El pizzero asiente y saca un reloj del bolsillo de su delantal de pizzero de otra época. Delantal y reloj. Tiene correas de cuero avejentadas y una diminuta esfera.
—Parece usted conocer bien a esos dos.
—Es que Newton es el único con el que no se logra disentir.
—Aún así —insiste.
—No sé. A veces me siento más cerca del uno, a veces del otro. Einstein fue una gran decepción en relación a lo que pudo convertirse si lo miramos desde el punto de vista potencial. Oppie fue puro potencial desencadenado y nos dio un poder que no debería haber pasado de la belleza del papel.
—Mucha gente admira a Einstein.
—Y no faltan razones para hacerlo. —Medito un instante. Nunca conozco mis opiniones—. Puede que comparta ese sentimiento, aunque yo admire a Einstein por sabio, y no por genio. Por el acto de guardar silencio cuando tocó, y no por dar el patrón para lo que será uno de los principales saltos del ser humano como especie destructora.
—Mucha gente detesta y admira a Oppenheimer.

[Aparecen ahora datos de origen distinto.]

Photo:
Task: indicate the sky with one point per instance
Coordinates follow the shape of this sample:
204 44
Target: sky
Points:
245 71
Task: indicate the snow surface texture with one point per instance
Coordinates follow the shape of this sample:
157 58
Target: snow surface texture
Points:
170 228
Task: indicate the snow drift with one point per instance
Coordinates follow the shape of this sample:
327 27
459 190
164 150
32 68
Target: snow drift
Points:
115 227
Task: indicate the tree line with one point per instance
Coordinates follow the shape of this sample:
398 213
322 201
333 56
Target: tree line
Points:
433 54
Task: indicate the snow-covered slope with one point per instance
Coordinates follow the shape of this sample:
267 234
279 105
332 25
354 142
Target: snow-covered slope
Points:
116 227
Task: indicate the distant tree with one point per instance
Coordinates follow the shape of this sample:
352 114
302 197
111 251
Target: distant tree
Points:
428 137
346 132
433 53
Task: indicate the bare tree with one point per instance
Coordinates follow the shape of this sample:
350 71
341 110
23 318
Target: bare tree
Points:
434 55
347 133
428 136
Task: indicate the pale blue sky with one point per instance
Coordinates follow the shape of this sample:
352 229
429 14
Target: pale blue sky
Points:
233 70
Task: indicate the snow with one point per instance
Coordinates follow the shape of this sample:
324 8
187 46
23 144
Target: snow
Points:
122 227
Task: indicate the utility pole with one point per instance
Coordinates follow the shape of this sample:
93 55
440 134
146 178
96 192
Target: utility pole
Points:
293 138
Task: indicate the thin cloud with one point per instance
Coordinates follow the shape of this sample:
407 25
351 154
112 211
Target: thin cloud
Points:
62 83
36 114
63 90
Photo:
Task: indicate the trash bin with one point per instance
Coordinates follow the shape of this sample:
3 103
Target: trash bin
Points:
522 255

—La gente es idiota, amigo pizzero. No pueden formarse opiniones en base a una película, ni a unas memorias. Ni a veinte memorias. En lo que a Oppie se refiere, como con Darwin, solo me interesa la opinión de los que hayan sido capaces de buscarlos y ponerse en sus zapatos.
—Este reloj perteneció a Einstein…
—Y usted también parece saber mucho de ellos, y ahora tiene un reloj que valdría una fortuna, y no parece tan viejo como para haber compartido sala con ninguno de los dos.

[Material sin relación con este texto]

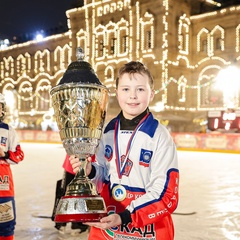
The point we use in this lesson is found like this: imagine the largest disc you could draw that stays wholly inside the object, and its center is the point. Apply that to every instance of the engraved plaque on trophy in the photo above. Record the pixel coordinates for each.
(79, 103)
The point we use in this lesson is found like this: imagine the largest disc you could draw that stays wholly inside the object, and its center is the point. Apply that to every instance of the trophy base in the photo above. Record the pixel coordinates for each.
(80, 209)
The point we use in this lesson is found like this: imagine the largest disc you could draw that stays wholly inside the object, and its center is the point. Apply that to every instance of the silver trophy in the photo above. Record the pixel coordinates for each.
(79, 103)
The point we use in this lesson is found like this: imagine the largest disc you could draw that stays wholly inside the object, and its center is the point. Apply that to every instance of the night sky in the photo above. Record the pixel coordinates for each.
(23, 17)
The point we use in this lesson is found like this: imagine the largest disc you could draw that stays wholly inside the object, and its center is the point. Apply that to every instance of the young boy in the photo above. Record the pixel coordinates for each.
(136, 168)
(10, 153)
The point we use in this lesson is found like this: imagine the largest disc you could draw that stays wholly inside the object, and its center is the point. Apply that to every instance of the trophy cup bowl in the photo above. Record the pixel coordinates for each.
(80, 109)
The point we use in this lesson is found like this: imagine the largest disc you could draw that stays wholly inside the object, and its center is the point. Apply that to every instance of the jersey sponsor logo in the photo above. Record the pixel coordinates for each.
(128, 165)
(4, 183)
(6, 212)
(3, 141)
(108, 153)
(145, 157)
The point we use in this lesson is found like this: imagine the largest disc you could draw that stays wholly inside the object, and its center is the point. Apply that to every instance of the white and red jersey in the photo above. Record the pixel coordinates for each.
(150, 177)
(10, 144)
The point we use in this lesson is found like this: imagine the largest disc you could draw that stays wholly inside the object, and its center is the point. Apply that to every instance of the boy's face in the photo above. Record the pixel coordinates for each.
(134, 94)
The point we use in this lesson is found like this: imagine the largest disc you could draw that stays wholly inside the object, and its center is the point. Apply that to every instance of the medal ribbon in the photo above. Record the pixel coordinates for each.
(121, 167)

—¿Cuál es la pregunta? ¿Y a qué se dedica usted?
—No hay pregunta, no me interesa la respuesta. A qué me dedico… —Observo al gato, al negro de sus pelos, me intento fundir en ellos y escapar a otra parte solo por costumbre más que por necesidad—. No lo sé, la verdad. A dar tumbos. Me interesa el desorden, la destrucción y su capacidad para crear. Me interesan las cosas pequeñas a las que las mentes más grandes nunca mirarán.
—Un poco como ellos, entonces.
—Ni de coña. En lo que a inacción se refiere estoy por detrás de Einstein, nunca haría nada que sirviera para un propósito práctico. Y en cuanto a Oppenheimer… no me gusta compararme con él. Prefiero pensar en Pauli.

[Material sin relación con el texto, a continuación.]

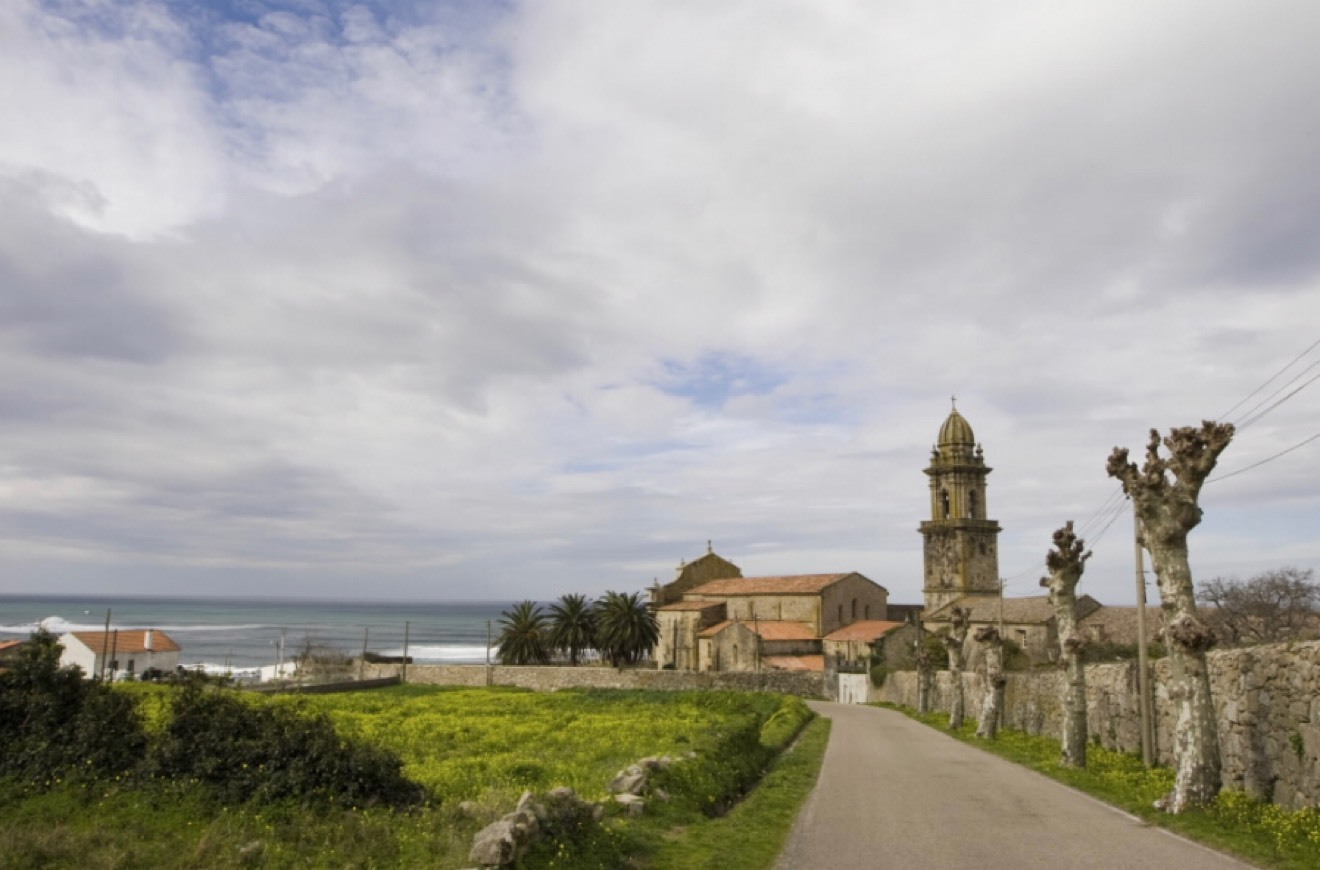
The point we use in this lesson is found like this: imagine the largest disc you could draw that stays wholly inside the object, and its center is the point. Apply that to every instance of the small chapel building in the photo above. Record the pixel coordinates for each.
(712, 618)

—Pauli, electrones en una pinta, dolor innombrable… Veo que, sea como sea, usted no abandona el mundo cuántico.
—Es que, amigo pizzero, detesto las mentiras. Y me gusta observar patrones, ver como se rompen, como las mentiras se descomponen. Lo mío es traducir la vida, esta forma nuestra de romper y destruir, en cosas tangibles que creen desconcierto y desolación, como una obra de Lorca…
—¿Lorca?
—Ah, no finja, hace rato que sé que esto es un sueño.
—¿Y no se despierta?
—Escucho a mi Vin saltar sobre la cama y chillar pidiendo comida… Ahora voy. La mirada del gato suyo me tiene clavado en el limbo.
—No es mi gato.
—No, ya imagino que la relación de poder va en otras direcciones por aquí.
El pizzero me alarga el reloj sobre la mesa.
—¿Que haría con él si se lo diera?
—Mirarlo. Guardarlo. Mirarlo. Nada.
Esto le causa sorpresa.
—¿Nada más? ¿Con todo lo que podría hacer con él?
—Imagino que alguien debió hacerles las mismas preguntas a Einstein y Oppenheimer.
Ya, sí, ya me aburro de conversar conmigo mismo y despierto.
Hay fractales ramificándose en mi cabeza, un viejo reloj reducido a reliquia en la memoria, mi Grethel a mi lado, un Vin que chilla, una Ari que guarda un hermoso silencio y una esquina en mi mente que demanda orden y vomita solo caos.